With these plush words, the Reverend Mr Pilger flows into exactly the same mould as an unctuous piece of advice once proffered by the actress, Janet Suzman.
In the 1980s she addressed some elitist women’s shopping-group luncheon party in Cape Town. Janet also preached on the dangers of censorship. Censorship, she explained with a rueful smile, is actually terribly bad for one. And one really should try to do something about it instead of just sitting there accepting it.
Janet Suzman’s Hidden Dangers of Censorship sermon was reproduced in the press. I remember writing a newspaper piece in response in which, with my usual latitudinarian charity, I suggested that Janet should try pissing up someone else’s rope. We didn’t need some smirking theatrical evangelist telling us why censorship was bad, or how to fight it.
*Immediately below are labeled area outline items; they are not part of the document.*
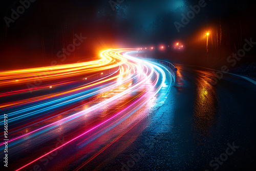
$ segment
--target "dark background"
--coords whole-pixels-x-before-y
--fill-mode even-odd
[[[181,14],[186,15],[189,5],[198,2],[125,0],[113,10],[108,0],[37,0],[8,28],[4,17],[10,17],[11,9],[20,3],[2,1],[0,70],[49,66],[54,60],[58,65],[91,60],[107,48],[154,47],[142,55],[218,70],[227,65],[231,72],[254,77],[255,47],[234,67],[226,60],[243,48],[245,38],[256,41],[255,3],[205,1],[206,6],[178,32],[174,23],[181,23]],[[80,33],[87,39],[62,61],[57,53]],[[173,48],[176,42],[184,45],[183,50]],[[164,50],[159,50],[161,45]]]

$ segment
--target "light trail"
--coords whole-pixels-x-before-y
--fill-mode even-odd
[[[95,61],[0,72],[0,86],[3,88],[25,84],[34,77],[47,82],[35,88],[37,91],[44,93],[50,84],[53,88],[63,88],[35,97],[32,93],[28,98],[0,104],[1,111],[8,114],[10,126],[13,125],[9,130],[13,136],[9,141],[11,149],[9,153],[16,156],[17,164],[12,169],[19,170],[29,167],[53,152],[63,147],[70,148],[74,142],[83,151],[95,140],[118,130],[119,135],[113,133],[113,138],[104,141],[106,143],[105,147],[92,149],[95,155],[87,158],[84,163],[77,167],[79,169],[116,142],[119,138],[114,138],[115,136],[121,137],[144,118],[148,113],[138,111],[146,104],[152,105],[163,100],[163,97],[168,93],[172,76],[163,66],[133,57],[135,51],[135,49],[110,49],[102,52],[99,59]],[[93,75],[93,79],[92,77],[87,79],[90,75]],[[86,81],[82,83],[79,80],[84,79],[85,75]],[[72,80],[74,77],[81,78]],[[164,86],[167,88],[163,89]],[[0,97],[28,94],[29,91],[23,89],[4,92]],[[82,101],[84,102],[81,104]],[[72,107],[75,104],[79,108]],[[70,105],[68,110],[64,110]],[[110,113],[103,114],[103,109]],[[58,112],[60,110],[63,112]],[[48,113],[52,114],[48,116]],[[79,131],[69,133],[70,130],[76,130],[77,123],[81,127]],[[117,129],[120,126],[121,130]],[[23,146],[28,146],[30,142],[36,141],[36,145],[31,146],[36,147],[47,143],[46,140],[54,139],[60,128],[61,134],[69,135],[65,143],[51,150],[46,146],[45,149],[37,149],[35,153],[29,152],[26,160],[17,155],[26,153],[27,149]],[[0,149],[4,147],[4,143],[1,143]],[[43,151],[49,152],[45,154]],[[23,164],[24,162],[27,164]]]

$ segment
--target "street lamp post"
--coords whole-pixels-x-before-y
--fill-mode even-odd
[[[208,62],[208,56],[209,56],[209,54],[208,53],[208,40],[209,39],[209,34],[210,33],[206,33],[206,35],[207,36],[207,42],[206,42],[206,50],[207,50],[207,62]]]

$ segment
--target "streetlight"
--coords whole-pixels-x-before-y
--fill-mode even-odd
[[[209,39],[209,34],[210,34],[210,33],[206,33],[206,35],[207,36],[207,40],[206,40],[206,50],[207,50],[207,61],[208,61],[208,57],[209,56],[209,54],[208,54],[208,40]]]

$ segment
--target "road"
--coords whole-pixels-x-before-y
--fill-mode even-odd
[[[54,67],[47,74],[45,68],[0,73],[1,112],[9,126],[1,137],[8,145],[0,147],[1,156],[8,154],[8,170],[89,169],[164,101],[173,81],[169,71],[126,53],[131,50],[105,51],[96,61]],[[35,76],[41,83],[24,88]]]
[[[5,78],[1,95],[1,113],[9,117],[7,170],[241,170],[253,166],[255,84],[224,74],[214,86],[212,70],[176,65],[172,87],[164,66],[124,53],[131,50],[105,52],[100,66],[87,63],[93,72],[79,64],[70,66],[72,71],[54,68],[32,90],[22,85],[42,75],[40,71]],[[112,72],[101,69],[117,66]],[[60,74],[67,72],[71,75]],[[7,91],[13,81],[19,84]],[[234,147],[226,151],[229,146]],[[4,156],[3,143],[0,147]]]
[[[106,170],[255,170],[255,85],[229,74],[212,85],[215,71],[175,66],[176,87],[153,110],[157,119]]]

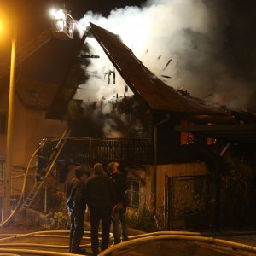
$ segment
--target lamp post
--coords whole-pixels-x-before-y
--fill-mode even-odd
[[[14,24],[14,33],[12,35],[9,108],[8,108],[8,127],[6,140],[6,166],[3,175],[3,195],[2,208],[2,224],[8,218],[11,212],[11,171],[13,154],[13,134],[14,134],[14,107],[15,107],[15,55],[17,40],[17,21]]]

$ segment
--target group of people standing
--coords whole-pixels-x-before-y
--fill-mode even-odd
[[[125,223],[125,178],[119,164],[109,163],[106,172],[101,163],[94,166],[92,175],[85,182],[85,172],[75,169],[75,177],[67,185],[67,208],[71,220],[69,252],[84,254],[79,247],[84,229],[84,212],[90,210],[91,250],[93,255],[108,247],[111,223],[113,244],[128,240]],[[102,242],[99,244],[99,224],[102,222]],[[122,239],[121,239],[122,237]]]

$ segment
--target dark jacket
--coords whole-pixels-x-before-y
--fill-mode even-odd
[[[87,180],[85,195],[89,208],[113,205],[113,187],[109,178],[103,174],[93,174]]]
[[[85,183],[74,177],[67,184],[67,207],[75,211],[84,211],[86,209],[85,201]]]
[[[126,176],[118,172],[112,174],[110,180],[114,189],[114,203],[126,204]]]

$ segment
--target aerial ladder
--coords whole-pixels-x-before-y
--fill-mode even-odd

Utterly without any help from he r – or her fellow British thespians – South Africans had already worked all this out for themselves.
Warning active South African voices about censorship was like giving a lecture on the need for efficient contraception in a brothel. ” We’d already done something about that, m’dear.”
Exactly the same sentiments are hereby offered to Mr Pilger. I don’t mind him sounding off about censorship. Every little bit helps. What I do resent is the way he ignores the prodigious effort, thought and bustle that have gone into disputing censorship in South Africa – long before he arrived to tell us how necessary this was. Writers, academics, artists, lawyers, editors – too lengthy these lists to publish here.
For a meticulously researched overview, I recommend to Mr Pilger, Christopher Merrett’s copious study of “secrecy and intellectual suppression in South Africa”. It’s called A Culture of Censorship. A reporter of Mr Pilger’s acknowledged worth might read it before next he offers us smug advice.
What I am saying, Father Pilger, is when we savages walk in single file, it’s usually in the sensible hope that the savage walking in front stands on the puffadder before you do.
Another form of censorship? At least it’s our own.